As a transplanted American rabbi in Canada, I still pay attention to the Jewish conversation south of the border. Over the last few months there have been stirrings of change in talk about Israel. It's hard to tell how enduring it will be, but it does matter for all Jews everywhere (if simply by virtue of American Jews being the elephant of Diaspora life, so to speak).
A young columnist of The American Prospect, Ezra Klein, occasionally tips his hat on his relationship with Jews and Judaism. [He is, btw, the man if you wish to follow the vicissitudes of the US health care debate and many other issues.] As far as I can surmise his feelings are warm if not necessarily defining.
He wrote this article back in April, No Time For Neutrality, which was a call for support for the new J Street progressive Israel lobbying organization. By way of introduction he articulates his dissatisfaction with the nature of Israel talk in synagogues. This is how he puts it:
"More often, the pull of identity overwhelms the call of the ineffable, and whatever mysticism should exist is shattered as the Rabbi does his or her best to rally the assembled Jewry in defense of their besieged brethren -- and shame those who don't go along. It's an odd feeling, akin to going to the doctor for a check-up and being subjected to an angry lecture on payment rates in the upcoming Medicare law"

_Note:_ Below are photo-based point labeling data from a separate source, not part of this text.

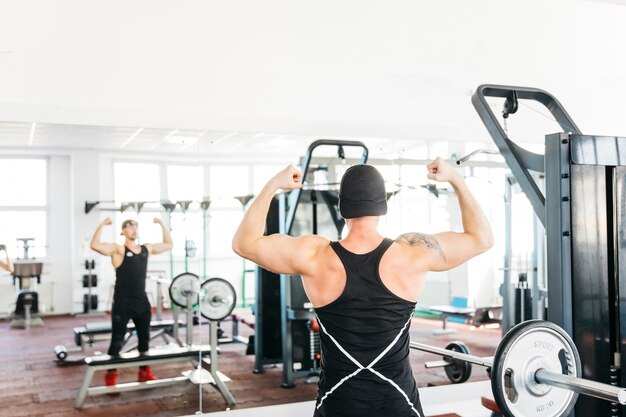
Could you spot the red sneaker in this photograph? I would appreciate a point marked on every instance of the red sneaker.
(110, 379)
(146, 375)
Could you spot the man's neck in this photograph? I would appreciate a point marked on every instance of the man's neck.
(362, 233)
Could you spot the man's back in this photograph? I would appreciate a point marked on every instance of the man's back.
(364, 336)
(363, 292)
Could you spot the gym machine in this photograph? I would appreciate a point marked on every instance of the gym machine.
(584, 216)
(26, 270)
(533, 358)
(285, 330)
(215, 298)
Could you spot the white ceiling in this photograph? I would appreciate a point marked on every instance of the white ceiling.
(264, 78)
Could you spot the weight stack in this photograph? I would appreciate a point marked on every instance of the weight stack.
(94, 302)
(523, 300)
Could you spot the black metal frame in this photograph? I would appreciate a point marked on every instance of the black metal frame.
(583, 212)
(277, 320)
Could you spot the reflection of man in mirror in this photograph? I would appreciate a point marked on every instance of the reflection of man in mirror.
(129, 300)
(7, 265)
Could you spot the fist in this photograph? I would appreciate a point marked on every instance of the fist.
(440, 170)
(289, 178)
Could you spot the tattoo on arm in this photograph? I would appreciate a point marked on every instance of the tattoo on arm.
(424, 240)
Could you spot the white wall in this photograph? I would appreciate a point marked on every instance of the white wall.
(399, 69)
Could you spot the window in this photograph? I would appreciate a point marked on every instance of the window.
(262, 174)
(229, 181)
(223, 225)
(136, 182)
(23, 205)
(29, 186)
(185, 183)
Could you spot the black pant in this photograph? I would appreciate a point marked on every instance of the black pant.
(140, 312)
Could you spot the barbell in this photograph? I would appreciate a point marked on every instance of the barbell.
(215, 296)
(533, 358)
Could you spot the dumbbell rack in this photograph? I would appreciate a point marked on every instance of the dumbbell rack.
(90, 281)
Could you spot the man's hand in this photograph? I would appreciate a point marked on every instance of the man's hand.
(289, 178)
(440, 170)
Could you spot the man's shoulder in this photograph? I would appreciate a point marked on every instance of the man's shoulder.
(314, 240)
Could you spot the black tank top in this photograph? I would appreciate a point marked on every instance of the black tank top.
(364, 337)
(130, 276)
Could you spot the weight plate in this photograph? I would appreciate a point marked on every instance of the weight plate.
(218, 299)
(527, 347)
(183, 285)
(458, 371)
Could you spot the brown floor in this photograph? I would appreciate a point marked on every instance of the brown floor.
(31, 383)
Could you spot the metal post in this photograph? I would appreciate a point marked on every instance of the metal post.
(189, 335)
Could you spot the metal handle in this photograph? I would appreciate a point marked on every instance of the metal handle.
(582, 386)
(477, 360)
(294, 196)
(572, 383)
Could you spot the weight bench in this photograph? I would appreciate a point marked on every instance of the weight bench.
(152, 357)
(450, 311)
(89, 332)
(477, 317)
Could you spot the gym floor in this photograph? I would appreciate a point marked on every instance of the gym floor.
(33, 385)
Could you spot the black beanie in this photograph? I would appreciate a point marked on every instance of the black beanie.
(362, 193)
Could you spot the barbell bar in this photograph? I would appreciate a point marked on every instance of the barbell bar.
(525, 368)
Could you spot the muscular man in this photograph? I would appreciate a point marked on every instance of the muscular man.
(130, 301)
(364, 288)
(8, 265)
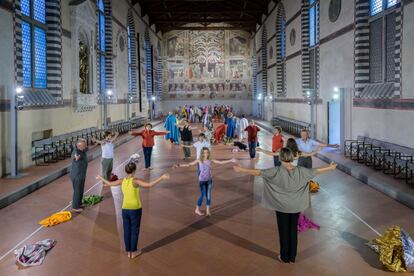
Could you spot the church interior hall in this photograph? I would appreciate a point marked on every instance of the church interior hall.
(195, 137)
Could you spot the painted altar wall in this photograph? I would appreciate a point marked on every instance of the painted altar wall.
(207, 67)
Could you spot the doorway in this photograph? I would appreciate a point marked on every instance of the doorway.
(334, 121)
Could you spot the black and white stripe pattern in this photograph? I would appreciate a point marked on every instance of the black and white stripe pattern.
(280, 64)
(109, 75)
(362, 49)
(17, 19)
(158, 71)
(361, 45)
(305, 46)
(264, 61)
(133, 53)
(148, 63)
(54, 49)
(398, 33)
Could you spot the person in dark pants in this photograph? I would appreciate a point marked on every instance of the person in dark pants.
(131, 205)
(186, 137)
(148, 142)
(252, 130)
(307, 146)
(277, 144)
(286, 191)
(78, 174)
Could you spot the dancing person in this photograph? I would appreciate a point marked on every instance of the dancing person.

I do think that Ezra might have a sense of Judaism that leaves little space for the nuts and bolts of actual peoplehood, which is part and parcel of Am Yisrael. Still, I take his point. It matters that was is said in a synagogue not only has sacred sources, but employs an argument for Zionism qualitatively different from the necessary hard ball of the public square. Ezra Klein is (a mere) 25 - that makes his critique all the more important. It matters deeply that a man such as he believes that synagogues are the locus, not the flight from, thinking every bit as sophisticated and nuanced for Zion as he could encounter in other spheres of life.